Comer o no comer

Las verdades duran lo que duran. Incluso, a pesar de la brasa que nos dan, las científicas. O especialmente esas, y con particular querencia, las que tienen relación con las cosas de comer y beber. No vean, además, la prisa que gastan los sabios de la materia en mudar de alfa a omega, de arre a so, de cero a infinito y/o viceversa. Que antes, por lo menos, desde que se creaba un mito hasta que se desmentía transcurrían unas cuantas generaciones. El durante siglos despreciado pescado azul pasó un día a la categoría de mano de santo, y aguanta en el Olimpo de la nutrición más de dos décadas después de la muerte de Grande Covián. Hoy, sin embargo, las pontificaciones tardan dos pestañeos en contradecirse.

Ahí tienen la perversidad sin límite ni freno del aceite de palma. Hace nada, armados de profundísimos e irrefutables estudios, andaban proponiendo estampar en los envases de las margarinas imágenes como las de las cajetillas de tabaco. Se acusaba a la grasa del diablo de genocidios silenciosos sin cuento. ¡Con qué acojono nos hemos estado dejando los ojos frente a los lineales del híper en el a veces vano intento de discernir si tales galletas o cual mayonesa incorporaban el veneno!

Pues para bien poco, porque acaban de desembarcar eruditos que, apoyándose en trabajos tan documentados como los otros, concluyen que tampoco es para tanto. Después de abroncar al ignorante común de los mortales por dejarse amedrentar, anotan con displicencia que bueno del todo no es, que al final de algo hay que morir, y que hay cosas peores. Como el glutamato o los refrescos light, vigentes malvados hasta nueva orden.

Nutrición parda

Dicen -y de hecho se estudia como tal- que la Nutrición es una ciencia, pero buena parte de los que la ejercen actúan como si se tratara de una fe o una nigromancia. Allá donde los no iniciados en los secretos del condumio esperamos unos consejos racionales sobre qué llevarnos a la boca, los hechiceros de la tribu nos obsequian con furibundas advertencias del infierno que nos aguarda si metemos en nuestro cuerpo tal o cual vianda. Imposible, buscar una lógica en sus recomendaciones siempre disfrazadas de prohibición tajante so pena de infartazo o cáncer galopante. Lo que un día es la panacea de la eterna juventud se convierte a la mañana siguiente en el pasaporte directo a la tumba.

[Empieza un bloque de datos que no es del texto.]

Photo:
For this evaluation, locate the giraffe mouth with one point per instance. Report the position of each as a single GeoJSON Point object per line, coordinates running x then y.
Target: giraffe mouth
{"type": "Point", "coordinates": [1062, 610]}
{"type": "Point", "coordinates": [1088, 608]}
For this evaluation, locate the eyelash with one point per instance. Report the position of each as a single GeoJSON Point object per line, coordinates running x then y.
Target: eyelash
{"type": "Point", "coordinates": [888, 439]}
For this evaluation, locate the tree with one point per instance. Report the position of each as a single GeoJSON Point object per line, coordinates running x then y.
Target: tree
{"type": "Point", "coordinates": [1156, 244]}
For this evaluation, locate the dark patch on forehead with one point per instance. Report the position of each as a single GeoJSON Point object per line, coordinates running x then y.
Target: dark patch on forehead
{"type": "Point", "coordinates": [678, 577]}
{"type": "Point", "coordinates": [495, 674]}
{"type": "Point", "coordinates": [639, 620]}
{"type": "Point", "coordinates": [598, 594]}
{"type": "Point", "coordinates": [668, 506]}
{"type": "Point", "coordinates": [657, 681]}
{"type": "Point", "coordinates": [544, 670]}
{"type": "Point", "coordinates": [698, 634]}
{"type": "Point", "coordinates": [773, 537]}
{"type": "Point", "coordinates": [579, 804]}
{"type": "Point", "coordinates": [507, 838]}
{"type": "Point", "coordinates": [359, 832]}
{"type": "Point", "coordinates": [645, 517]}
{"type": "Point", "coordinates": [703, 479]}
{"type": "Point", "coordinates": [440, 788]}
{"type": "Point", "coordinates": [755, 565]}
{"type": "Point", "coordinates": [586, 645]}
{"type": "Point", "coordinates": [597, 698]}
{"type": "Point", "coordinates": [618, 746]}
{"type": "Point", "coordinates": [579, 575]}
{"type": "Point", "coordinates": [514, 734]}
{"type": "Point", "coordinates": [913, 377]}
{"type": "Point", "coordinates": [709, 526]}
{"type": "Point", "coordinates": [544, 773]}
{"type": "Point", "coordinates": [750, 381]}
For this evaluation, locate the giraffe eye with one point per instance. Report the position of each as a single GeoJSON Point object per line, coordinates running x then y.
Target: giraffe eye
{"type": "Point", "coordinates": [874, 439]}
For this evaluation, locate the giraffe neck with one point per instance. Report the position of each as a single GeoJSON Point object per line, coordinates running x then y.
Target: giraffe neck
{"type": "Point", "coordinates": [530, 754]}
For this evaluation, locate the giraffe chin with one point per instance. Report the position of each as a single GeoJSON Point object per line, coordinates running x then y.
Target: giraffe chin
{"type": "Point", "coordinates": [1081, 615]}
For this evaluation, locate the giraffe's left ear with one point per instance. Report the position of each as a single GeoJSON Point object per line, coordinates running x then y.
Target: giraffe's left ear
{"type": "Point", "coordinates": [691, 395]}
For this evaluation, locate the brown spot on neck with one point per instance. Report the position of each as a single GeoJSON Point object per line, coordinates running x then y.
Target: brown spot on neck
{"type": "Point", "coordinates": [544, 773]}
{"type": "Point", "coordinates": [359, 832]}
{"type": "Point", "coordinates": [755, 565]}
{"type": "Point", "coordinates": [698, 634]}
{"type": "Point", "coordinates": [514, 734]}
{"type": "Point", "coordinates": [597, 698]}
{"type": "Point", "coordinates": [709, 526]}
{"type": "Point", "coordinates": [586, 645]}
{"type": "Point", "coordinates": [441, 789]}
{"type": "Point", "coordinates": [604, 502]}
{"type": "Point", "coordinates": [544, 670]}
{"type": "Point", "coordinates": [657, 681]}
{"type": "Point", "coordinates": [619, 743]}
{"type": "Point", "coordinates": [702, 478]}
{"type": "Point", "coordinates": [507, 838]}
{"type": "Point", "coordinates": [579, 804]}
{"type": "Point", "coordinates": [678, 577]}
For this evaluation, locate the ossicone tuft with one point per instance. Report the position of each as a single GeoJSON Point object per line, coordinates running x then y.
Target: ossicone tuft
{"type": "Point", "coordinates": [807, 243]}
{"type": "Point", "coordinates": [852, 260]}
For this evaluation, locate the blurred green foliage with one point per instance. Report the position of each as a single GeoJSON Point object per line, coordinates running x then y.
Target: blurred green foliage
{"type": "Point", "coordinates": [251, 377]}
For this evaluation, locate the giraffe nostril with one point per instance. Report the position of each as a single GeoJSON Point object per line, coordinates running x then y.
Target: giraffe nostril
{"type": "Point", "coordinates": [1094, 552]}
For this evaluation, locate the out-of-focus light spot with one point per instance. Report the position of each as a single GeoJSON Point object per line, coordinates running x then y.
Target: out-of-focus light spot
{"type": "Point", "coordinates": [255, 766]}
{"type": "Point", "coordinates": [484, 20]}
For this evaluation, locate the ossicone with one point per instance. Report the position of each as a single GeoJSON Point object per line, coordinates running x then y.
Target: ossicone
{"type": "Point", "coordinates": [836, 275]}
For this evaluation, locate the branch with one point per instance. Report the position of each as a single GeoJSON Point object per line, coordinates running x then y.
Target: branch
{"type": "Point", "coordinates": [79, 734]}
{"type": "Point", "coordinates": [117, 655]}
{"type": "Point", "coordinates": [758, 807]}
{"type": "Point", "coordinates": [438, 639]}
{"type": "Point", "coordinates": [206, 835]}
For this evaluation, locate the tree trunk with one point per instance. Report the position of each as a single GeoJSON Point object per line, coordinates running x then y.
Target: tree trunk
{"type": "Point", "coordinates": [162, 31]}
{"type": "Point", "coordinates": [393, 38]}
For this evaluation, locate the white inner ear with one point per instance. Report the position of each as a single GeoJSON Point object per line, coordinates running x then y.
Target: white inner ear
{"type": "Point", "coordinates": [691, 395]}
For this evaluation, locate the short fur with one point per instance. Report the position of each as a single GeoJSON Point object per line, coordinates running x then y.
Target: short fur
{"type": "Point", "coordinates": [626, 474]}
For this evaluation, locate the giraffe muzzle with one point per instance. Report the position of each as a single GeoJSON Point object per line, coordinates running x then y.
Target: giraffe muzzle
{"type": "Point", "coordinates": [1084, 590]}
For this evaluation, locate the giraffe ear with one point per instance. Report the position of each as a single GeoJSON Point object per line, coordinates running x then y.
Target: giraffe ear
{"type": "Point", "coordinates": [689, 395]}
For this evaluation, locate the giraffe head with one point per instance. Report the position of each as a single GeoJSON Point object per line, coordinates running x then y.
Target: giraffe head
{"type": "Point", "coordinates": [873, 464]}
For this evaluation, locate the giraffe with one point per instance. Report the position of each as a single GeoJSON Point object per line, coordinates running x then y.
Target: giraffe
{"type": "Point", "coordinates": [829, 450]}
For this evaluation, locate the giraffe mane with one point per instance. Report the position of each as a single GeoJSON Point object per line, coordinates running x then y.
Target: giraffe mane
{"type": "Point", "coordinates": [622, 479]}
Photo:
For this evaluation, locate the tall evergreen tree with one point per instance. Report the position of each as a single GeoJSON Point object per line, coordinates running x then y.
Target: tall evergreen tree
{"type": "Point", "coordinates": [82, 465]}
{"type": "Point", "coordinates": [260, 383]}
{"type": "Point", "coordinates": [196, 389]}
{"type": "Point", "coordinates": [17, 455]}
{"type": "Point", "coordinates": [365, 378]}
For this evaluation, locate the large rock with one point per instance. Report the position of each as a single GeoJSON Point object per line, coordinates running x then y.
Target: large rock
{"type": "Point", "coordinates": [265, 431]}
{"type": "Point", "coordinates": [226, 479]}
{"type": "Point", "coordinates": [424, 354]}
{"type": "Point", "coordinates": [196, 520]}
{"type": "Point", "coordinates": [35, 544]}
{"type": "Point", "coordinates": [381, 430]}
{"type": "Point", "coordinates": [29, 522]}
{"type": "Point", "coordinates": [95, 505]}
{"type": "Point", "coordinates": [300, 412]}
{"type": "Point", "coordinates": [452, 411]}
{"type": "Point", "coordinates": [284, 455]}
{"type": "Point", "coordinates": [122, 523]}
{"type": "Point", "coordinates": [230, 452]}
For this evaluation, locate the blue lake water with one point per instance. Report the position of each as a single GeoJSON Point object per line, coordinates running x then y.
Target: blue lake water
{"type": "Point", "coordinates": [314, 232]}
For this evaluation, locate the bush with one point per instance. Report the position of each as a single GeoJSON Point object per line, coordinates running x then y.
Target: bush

Treinta años tratando de convencerme a mí mismo de que las insípidas acelgas y espinacas eran un manjar excelso, y resulta que me podía haber evitado el autoengaño. A buenas horas sale un sanedrín llamado Agencia Española de Seguridad Alimentaria y Nutrición (suena a cosa seria, ¿no?) a dictar un ucase contra las verduras de hoja, bajo la acusación de contener nitratos asesinos sin cuento. Puedo asumir el daño continuado que le he infligido a mi organismo durante décadas, pero pienso en los sanísimos purés que, haciendo caso omiso a sus protestas, le he estado dando a mi hijo, y me siento Lucrecia Borgia. Pobre criatura. Cuánto mejor para su desarrollo equilibrado si lo hubiera cebado con phoskitos y bollicaos.

Exagero, sí, y también reduzco al absurdo, pero al hacerlo no ando muy lejos de los modos que gastan en su comunicación los sabios con estudios y membretes oficiales. La diferencia es que lo que acabo de escribir es una chorrada que nadie va a tomar como dogma de fe. La cosa es más grave cuando es una lista con aval del Ministerio español de Sanidad la que, sin más explicaciones, asegura que comer atún rojo te muta en termómetro o que chupar la cabeza de una gamba hace de tu churumbel una pila alcalina.